Once welfare commitments appear, they rarely disappear. Each election forces politicians to promise more than the last. Lakhpati behna today. Crorepati behna tomorrow. The arithmetic of generosity compounds quietly—until suddenly it doesn’t.

This dynamic is not unique to India. Argentina once ranked among the world’s ten richest economies. Decades of borrowing, populism, and currency debasement reduced it to repeated sovereign defaults. Sri Lanka followed a similar path, culminating in a full-blown fiscal crisis in 2022.

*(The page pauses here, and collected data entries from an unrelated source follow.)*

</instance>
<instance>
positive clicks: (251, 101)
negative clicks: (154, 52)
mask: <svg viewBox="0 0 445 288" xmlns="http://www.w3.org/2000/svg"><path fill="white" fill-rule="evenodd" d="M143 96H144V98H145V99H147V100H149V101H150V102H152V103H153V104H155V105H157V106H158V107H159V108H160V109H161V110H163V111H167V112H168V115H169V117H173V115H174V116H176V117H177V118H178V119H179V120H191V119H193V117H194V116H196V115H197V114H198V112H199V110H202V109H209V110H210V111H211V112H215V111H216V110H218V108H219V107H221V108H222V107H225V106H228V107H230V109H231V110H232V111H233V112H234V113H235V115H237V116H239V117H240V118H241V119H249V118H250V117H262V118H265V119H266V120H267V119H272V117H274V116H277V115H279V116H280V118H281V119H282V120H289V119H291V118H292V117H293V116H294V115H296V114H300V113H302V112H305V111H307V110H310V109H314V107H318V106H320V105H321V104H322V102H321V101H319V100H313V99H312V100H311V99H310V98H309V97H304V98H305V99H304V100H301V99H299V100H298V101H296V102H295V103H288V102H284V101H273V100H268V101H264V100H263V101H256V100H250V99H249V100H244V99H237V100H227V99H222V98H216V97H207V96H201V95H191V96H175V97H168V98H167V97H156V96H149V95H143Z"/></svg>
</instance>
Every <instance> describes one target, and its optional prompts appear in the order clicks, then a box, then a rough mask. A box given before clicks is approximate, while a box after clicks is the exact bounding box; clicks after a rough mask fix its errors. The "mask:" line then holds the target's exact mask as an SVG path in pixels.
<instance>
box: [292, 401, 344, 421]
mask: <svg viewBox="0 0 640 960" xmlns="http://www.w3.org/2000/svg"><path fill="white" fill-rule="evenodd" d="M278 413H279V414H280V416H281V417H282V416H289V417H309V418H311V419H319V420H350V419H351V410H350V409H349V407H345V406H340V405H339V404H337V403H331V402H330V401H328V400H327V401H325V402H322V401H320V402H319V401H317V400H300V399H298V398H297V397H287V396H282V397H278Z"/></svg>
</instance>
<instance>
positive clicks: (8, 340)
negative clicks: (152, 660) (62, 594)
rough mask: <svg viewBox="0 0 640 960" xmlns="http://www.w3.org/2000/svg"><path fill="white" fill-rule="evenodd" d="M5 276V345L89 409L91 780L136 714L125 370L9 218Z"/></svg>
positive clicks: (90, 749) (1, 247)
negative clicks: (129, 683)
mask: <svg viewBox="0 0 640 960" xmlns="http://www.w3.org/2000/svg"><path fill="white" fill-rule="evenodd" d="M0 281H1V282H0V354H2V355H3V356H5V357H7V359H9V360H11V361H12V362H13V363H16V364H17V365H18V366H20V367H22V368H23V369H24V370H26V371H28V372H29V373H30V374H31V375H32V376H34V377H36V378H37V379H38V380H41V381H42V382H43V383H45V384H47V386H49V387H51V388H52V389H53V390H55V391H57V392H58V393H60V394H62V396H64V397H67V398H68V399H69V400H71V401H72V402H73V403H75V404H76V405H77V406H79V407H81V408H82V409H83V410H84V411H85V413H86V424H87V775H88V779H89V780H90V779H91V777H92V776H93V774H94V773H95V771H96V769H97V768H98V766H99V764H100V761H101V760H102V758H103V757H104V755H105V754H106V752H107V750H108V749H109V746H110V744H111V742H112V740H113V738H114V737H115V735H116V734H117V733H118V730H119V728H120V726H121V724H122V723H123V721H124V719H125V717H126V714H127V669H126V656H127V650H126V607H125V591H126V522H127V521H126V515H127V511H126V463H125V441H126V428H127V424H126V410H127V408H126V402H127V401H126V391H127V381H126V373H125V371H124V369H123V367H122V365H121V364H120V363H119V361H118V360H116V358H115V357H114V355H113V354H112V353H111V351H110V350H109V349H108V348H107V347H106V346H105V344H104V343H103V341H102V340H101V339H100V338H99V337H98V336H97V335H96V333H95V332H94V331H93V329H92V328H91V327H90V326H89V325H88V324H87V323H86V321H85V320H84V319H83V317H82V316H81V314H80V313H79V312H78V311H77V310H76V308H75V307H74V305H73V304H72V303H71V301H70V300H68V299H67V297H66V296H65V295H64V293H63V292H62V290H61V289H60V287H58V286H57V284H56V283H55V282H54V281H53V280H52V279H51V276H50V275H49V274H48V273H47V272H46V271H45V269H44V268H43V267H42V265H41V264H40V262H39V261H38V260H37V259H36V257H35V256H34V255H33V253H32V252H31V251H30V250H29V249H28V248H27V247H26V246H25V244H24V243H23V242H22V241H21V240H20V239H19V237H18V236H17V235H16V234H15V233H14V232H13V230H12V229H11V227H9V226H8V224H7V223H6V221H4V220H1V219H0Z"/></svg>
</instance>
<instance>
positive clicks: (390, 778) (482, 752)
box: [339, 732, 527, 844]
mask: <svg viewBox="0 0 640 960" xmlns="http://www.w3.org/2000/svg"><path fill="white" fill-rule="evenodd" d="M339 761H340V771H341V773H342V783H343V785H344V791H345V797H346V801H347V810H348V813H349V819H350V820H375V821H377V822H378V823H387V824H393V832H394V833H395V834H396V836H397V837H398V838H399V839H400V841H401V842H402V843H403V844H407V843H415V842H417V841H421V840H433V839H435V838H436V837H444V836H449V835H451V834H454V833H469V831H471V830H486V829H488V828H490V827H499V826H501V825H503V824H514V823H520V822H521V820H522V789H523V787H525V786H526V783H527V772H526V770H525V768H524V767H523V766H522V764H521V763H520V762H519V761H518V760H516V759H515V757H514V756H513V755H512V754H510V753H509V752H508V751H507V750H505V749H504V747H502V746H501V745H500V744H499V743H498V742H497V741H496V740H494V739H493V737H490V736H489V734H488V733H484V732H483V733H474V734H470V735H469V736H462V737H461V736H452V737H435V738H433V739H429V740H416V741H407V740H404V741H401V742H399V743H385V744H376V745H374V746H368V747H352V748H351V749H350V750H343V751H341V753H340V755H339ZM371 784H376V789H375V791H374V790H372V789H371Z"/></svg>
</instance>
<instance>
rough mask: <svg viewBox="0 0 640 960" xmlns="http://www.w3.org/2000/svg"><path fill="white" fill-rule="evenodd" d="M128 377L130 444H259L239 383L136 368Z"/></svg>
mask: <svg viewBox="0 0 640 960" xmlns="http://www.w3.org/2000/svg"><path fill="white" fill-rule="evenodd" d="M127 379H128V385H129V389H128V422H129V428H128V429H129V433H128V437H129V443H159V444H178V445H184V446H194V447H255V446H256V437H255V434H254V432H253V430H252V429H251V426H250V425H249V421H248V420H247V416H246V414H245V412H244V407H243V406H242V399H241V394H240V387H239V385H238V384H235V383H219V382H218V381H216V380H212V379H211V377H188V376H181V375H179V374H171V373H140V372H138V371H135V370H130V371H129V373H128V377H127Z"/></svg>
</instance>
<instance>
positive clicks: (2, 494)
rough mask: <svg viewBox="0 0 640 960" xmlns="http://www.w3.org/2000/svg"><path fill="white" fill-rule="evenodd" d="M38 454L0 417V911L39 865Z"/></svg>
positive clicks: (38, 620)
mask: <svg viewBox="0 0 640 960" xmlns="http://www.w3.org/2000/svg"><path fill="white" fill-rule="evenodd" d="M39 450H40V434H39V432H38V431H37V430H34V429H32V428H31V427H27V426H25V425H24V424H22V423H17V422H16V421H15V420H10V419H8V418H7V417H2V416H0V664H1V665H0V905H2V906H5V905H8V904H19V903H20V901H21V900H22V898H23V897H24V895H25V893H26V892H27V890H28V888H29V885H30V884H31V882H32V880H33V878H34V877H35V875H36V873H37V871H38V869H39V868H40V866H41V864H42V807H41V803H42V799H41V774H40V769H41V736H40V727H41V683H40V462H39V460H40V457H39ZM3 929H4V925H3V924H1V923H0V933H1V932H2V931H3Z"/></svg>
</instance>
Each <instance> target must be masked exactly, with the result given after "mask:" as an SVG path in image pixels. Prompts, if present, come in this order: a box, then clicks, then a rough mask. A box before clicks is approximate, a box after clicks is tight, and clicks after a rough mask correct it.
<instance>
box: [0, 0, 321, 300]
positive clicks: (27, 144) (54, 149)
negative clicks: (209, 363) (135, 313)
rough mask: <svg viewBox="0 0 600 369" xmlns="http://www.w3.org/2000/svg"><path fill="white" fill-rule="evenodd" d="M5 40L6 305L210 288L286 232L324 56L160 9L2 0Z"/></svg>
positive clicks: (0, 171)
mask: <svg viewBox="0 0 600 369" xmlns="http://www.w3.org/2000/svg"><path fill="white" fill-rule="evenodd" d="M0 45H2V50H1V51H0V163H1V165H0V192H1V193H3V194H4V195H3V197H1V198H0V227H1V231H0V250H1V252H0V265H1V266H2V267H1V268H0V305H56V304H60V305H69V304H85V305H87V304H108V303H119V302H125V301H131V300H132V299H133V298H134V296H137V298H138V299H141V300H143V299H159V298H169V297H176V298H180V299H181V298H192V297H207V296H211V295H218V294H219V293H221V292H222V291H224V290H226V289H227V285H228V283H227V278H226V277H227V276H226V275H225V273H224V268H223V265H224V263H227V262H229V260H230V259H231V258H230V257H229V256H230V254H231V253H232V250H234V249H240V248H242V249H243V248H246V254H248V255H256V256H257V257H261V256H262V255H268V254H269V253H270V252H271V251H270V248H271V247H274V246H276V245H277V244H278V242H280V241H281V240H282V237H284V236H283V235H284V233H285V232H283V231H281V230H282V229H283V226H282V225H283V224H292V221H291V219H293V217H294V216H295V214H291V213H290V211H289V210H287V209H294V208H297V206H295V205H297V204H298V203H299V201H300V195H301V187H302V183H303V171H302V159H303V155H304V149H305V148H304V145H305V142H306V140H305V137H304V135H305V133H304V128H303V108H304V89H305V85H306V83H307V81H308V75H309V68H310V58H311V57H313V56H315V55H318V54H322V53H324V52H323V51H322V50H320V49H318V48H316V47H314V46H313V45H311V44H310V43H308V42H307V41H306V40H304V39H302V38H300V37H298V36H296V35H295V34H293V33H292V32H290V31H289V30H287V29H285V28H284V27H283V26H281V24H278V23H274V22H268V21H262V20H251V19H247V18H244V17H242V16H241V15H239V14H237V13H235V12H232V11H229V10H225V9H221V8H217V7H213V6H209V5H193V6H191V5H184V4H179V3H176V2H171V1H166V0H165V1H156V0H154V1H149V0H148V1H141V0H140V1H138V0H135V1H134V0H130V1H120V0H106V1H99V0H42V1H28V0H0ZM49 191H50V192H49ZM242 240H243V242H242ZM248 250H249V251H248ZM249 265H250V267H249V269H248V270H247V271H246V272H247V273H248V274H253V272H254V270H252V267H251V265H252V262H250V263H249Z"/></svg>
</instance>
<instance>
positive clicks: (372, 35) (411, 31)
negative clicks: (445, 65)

History even provides a lesson from India’s neighbor. Late in the Ming Dynasty in China, the court faced mounting pressure to maintain subsidies, grain transfers, and regional appeasement while revenues stagnated. Short-term expedients kept the population calm, but military funding weakened and regional administrations hollowed out. Within decades, the dynasty collapsed, replaced by the Qing. Fiscal decay rarely looks dramatic when it begins—it usually looks compassionate.

The Scottish philosopher Adam Ferguson observed that when interest payments exceed defense spending, fiscal foundations begin to crumble. The United States recently crossed that threshold. Less discussed is that India, combining central and state finances, is already uncomfortably close.

And then there is geopolitics. India shares a long and contested frontier with China, whose economy is roughly $18 trillion—almost five times India’s $3.7 trillion. China produces three times more manufactured goods, spends over four times as much on R&D, and dominates critical industrial sectors from electronics to shipbuilding to EVs. Economic scale translates directly into military capability, technological edge, and geopolitical leverage.

Dominant states rarely tolerate powerful neighbors rising unchecked. For India to remain a civilizational power with real autonomy, its economy must approach 40–60% of China’s size, based on historical benchmarks. Today India sits closer to 20%. Below this threshold, sovereignty becomes increasingly theoretical. At best, the smaller state becomes a quasi-vassal—formally independent, but structurally constrained.

Consumption does not build power. Capital does. Factories matter. Technology matters. Industrial depth matters. Rhetoric does not build nations. Balance sheets do. And balance sheets are built through investment, discipline, and industrial ambition—not debt-funded generosity.

India still has a narrow window. Build a deep industrial base now. Invest in technology now. Accumulate national capital now. Because the arithmetic of power compounds as relentlessly as the arithmetic of debt.

But political incentives push in the opposite direction. Every election expands giveaways. Every subsidy becomes permanent. Every promise must be outbid by the next politician. This is how fiscal systems break.

Economics does not care about compassion narratives. Mathematics does not respond to slogans. Debt compounds quietly—until suddenly it doesn’t. Nations rarely collapse overnight. They drift there slowly. And then one day, the bond market notices. By then, the arithmetic is already irreversible.